Ok, minto: a fusão rap / rock já não era uma novidade, nem naquela época. Exemplos abundam. Lembro de cabeça “No Sleep Till Brooklyn” (Slayer / Beastie Boys), “Bring the Noise ‘91” (Anthrax / Public Enemy) e o Body Count, projeto heavy metal do rapper Ice-T. Mas o time de Happy Walters, Glen Brunman e Amanda Scheer elevaram esse crossover a um novo patamar (Judgement Night foi disco de ouro nos EUA e no Canadá). Esse cruzar de barreiras, por bem ou por mal, deu origem ao Korn, Limp Bizkit, Linkin Park e tantos outros wiggers.

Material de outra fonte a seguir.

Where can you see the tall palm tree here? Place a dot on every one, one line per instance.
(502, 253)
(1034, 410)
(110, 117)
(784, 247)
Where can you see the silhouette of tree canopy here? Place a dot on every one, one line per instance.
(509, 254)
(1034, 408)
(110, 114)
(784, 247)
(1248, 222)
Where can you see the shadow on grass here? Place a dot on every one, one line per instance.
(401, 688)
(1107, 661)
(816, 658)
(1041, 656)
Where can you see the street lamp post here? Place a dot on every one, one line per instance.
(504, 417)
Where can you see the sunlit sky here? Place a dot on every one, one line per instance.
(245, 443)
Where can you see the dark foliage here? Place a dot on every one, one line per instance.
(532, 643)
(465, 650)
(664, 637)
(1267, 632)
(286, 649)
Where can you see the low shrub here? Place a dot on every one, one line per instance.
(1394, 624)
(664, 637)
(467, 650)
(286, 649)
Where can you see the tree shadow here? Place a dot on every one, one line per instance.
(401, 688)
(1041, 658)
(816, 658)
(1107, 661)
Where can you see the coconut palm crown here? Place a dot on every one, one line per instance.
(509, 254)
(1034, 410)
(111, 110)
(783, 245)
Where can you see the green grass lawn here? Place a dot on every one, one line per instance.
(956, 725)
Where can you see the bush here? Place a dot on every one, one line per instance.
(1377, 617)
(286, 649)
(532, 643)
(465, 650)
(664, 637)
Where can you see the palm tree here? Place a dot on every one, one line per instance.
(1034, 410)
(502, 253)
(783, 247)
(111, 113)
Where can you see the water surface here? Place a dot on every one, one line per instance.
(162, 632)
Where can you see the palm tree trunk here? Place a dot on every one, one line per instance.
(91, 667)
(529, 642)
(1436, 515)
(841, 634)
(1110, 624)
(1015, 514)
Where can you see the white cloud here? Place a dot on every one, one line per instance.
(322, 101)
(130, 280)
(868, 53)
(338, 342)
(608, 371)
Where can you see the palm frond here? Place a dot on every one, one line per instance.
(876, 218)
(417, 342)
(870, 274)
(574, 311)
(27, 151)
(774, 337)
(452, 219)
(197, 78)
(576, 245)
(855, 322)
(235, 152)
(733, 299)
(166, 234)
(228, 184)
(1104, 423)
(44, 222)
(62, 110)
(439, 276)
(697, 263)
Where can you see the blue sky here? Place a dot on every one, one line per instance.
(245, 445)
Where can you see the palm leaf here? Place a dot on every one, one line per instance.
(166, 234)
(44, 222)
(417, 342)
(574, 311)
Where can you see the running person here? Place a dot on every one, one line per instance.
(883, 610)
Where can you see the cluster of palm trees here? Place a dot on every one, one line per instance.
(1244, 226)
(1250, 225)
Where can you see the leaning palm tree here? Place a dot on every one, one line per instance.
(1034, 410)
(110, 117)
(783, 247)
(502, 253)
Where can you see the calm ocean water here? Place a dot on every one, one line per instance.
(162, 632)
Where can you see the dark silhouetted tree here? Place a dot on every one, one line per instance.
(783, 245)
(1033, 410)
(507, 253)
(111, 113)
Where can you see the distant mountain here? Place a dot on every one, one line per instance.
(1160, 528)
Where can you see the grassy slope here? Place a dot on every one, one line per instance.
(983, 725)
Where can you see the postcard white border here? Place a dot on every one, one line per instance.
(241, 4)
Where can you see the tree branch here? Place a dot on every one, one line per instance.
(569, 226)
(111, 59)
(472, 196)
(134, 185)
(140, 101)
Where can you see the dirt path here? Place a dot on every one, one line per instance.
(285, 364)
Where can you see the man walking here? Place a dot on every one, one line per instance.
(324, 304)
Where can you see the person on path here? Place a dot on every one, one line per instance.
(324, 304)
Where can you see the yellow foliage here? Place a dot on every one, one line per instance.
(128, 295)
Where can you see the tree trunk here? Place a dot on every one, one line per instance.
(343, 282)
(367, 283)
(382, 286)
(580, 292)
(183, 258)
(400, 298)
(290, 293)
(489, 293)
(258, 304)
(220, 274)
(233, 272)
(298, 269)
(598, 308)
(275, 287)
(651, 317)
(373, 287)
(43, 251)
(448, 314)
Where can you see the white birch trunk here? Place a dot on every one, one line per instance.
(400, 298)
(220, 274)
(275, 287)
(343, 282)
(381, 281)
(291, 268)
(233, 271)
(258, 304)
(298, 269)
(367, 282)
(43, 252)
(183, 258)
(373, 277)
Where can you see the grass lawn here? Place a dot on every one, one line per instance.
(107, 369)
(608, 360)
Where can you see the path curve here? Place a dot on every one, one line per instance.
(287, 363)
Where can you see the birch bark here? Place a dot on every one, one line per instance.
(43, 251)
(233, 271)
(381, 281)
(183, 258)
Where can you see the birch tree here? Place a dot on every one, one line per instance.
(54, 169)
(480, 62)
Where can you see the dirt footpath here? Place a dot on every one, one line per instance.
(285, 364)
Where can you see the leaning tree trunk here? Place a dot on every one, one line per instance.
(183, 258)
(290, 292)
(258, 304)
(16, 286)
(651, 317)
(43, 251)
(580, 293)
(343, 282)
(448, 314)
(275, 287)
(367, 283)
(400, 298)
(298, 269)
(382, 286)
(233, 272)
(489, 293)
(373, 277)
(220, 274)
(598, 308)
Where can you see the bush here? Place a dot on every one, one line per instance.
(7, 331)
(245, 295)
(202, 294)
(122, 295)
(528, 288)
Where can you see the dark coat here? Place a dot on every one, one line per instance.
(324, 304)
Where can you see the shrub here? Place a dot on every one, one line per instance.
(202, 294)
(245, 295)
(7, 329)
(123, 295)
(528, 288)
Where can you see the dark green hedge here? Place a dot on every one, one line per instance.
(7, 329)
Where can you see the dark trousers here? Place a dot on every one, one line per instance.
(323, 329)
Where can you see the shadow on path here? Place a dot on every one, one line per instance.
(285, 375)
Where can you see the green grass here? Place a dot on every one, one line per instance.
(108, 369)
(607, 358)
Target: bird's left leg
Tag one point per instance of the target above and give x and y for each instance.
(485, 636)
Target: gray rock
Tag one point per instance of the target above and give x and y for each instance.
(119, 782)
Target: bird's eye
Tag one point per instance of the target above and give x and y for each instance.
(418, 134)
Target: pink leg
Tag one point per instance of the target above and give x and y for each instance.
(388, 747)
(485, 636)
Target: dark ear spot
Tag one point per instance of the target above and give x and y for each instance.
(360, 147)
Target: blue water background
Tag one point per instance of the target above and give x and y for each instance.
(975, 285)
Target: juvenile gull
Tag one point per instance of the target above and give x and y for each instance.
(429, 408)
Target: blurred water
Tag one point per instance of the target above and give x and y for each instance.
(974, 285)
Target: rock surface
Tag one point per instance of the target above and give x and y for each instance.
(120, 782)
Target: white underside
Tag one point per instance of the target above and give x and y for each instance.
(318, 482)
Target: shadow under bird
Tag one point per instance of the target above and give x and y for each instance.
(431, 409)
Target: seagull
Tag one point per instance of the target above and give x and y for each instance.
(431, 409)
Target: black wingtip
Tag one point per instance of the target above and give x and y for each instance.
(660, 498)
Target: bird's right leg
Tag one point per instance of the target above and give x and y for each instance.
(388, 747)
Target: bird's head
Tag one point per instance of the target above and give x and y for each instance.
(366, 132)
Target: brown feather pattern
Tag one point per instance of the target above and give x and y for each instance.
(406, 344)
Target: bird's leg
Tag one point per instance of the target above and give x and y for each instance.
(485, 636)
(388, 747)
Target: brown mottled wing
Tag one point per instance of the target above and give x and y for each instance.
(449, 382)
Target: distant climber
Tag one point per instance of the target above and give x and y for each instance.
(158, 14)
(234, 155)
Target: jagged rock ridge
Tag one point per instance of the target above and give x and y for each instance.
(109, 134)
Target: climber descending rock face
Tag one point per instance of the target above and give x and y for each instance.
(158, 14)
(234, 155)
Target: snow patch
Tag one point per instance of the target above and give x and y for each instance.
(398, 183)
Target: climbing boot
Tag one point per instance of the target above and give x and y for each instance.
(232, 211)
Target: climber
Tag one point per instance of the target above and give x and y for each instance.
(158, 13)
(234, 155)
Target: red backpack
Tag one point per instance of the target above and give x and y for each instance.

Testosterona e paranóia urbana é a receita de “Just Another Victim”, da dobradinha Helmet / House of Pain, começando o disco com uma porrada certeira. Apesar de seus bons momentos, dá pra perceber claramente que esse híbrido são duas músicas distintas, coladas. A primeira é o noise rock do Helmet, na melhor fase da carreira, depois do ótimo Meantime (1992); a segunda é do House of Pain, atualmente conhecidos por serem o primeiro grupo de DJ Lethal, hoje comandando os pick-ups do Limp Bizkit. Juntos o Living Colour e Run-DMC funcionam melhor, e por motivos óbvios. Em 1993 o Run-DMC já era veterano nesse caldeirão rap-rock, carregando debaixo do braço o mega-sucesso “Walk This Way” (com o Aerosmith). O Living Colour tira de letra esse aparceiramento, sempre hábeis em balancear hard rock e black music. “Judgement Night” do Onyx e Biohazard é uma colaboração igualmente orgânica, até porque a marca registrada do último é a mistura do hardcore nova-iorquino com hip-hop. O Slayer faz um medley nervoso do Exploited (“War” + “UK ‘82” + “Disorder”) com participação de Ice-T. Numa sacada boa, o refrão de “UK ‘82” é mudado pra “LA ‘92”, em referência aos tumultos raciais que abalaram Los Angeles, causados pela absolvição dos policiais que espancaram Rodney King. Calcula-se que o estrago sofrido pela cidade depois dos saques, espancamentos e destruição em geral foi estimado na ordem de um bilhão de dólares.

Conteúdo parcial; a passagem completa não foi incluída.